La généreuse griserie qui avait emporté le jeune homme s’était calmée durant les palabres et ce fut d’un air assez penaud qu’il aborda Marianne.

— Le curé a dit qu’elle était ma femme, maintenant ! Elle s’appelle Shankala... murmura-t-il d’un ton si malheureux que Marianne, apitoyée, lui sourit.

— Pourquoi êtes-vous si triste, Gracchus ? Il n’était pas possible de laisser assassiner cette malheureuse en gardant les bras croisés, dit-elle doucement. Vous avez magnifiquement agi et, pour ma part, je suis fier de vous.

— Moi aussi ! Du point de vue humain tout au moins, approuva Jolival. Mais je me demande ce que nous allons en faire ?

— Je crois que la question ne se pose pas, fit l’Irlandais avec bonne humeur. La femme doit suivre son mari et puisque cette chatte sauvage est désormais Mme Gracchus...
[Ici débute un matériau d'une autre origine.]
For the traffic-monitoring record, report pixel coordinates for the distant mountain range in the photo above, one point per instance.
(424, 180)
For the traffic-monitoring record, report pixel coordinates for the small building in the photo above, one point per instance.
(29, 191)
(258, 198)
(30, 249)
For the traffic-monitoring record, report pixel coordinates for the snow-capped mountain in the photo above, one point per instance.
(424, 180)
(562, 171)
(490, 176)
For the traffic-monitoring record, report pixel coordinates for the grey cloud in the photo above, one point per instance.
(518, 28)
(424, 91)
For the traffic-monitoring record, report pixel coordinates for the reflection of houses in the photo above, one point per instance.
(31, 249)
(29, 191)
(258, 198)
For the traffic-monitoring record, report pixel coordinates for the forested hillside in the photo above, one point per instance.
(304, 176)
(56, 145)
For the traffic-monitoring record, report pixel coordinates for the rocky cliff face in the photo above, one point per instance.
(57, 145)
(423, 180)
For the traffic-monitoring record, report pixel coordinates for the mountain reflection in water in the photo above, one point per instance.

— Oh ! bien sûr, je n’ai pas pris le bonhomme au sérieux, coupa le nouveau marié avec une feinte désinvolture. Je ne suis pas vraiment marié. D’ailleurs, je suis pour la liberté. Les curés, moi, je n’en raffole pas et, si vous voulez tout savoir, j’aimais bien mieux la déesse Raison que le père Bon Dieu. Faut dire que c’était une bien jolie femme...

— Eh bien, Gracchus, s’écria Marianne abasourdie. En voilà une profession de foi ! Je savais depuis longtemps que vous étiez un enfant de la Révolution, mais je me demande ce que penserait le cardinal s’il vous entendait...
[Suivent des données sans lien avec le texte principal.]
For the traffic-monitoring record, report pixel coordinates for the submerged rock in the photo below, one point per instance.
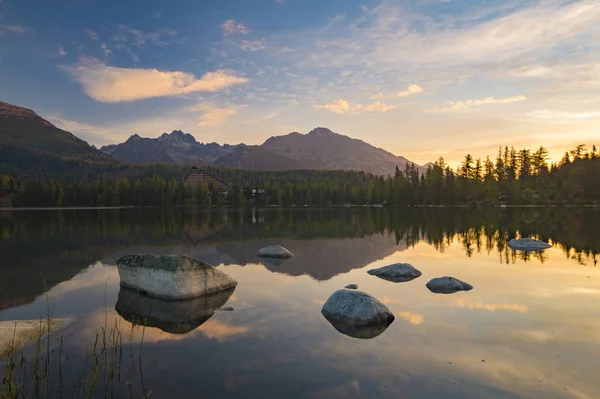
(274, 251)
(357, 314)
(17, 333)
(447, 285)
(171, 277)
(528, 244)
(397, 273)
(174, 317)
Gracchus baissa le nez et se dandina d’un pied sur l’autre :

— Ma langue a été plus vite que ma pensée. Pardonnez-moi, mademoiselle Marianne. Cette histoire m’a complètement tourneboulé... Enfin, je pense que celle-ci pourra toujours faire une femme de chambre. Bien sûr, elle ne vaudra pas Agathe, mais ça sera toujours mieux que rien.

Jason n’avait encore rien dit. Il regardait la rescapée d’un air étrange, un peu comme si elle était un animal inconnu. Finalement, il haussa les épaules :

— Une femme de chambre, cette fille ? Tu rêves, Gracchus. J’ai l’impression qu’il y aura plus à faire pour la civiliser que pour apprivoiser une louve. Et je ne suis pas certain qu’elle nous soit reconnaissante de l’avoir sauvée.

C’était un peu l’avis de Marianne. Toute misérable qu’elle était, avec sa chemise déchirée, ses meurtrissures et la poussière qui la couvrait, la tzigane n’inspirait pas la pitié. Sous leurs épais sourcils, ses yeux noirs brillaient d’un feu sauvage, assez inquiétant. Vue de près, elle était belle, d’ailleurs, en dépit d’un nez assez plat et de pommettes trop hautes. Les yeux, un peu bridés, trahissaient les traces de sang mongol. Le teint était mat, les cheveux presque bleus à force de noirceur, mais la grande bouche, large, rouge et charnue trahissait une sensualité à fleur de peau.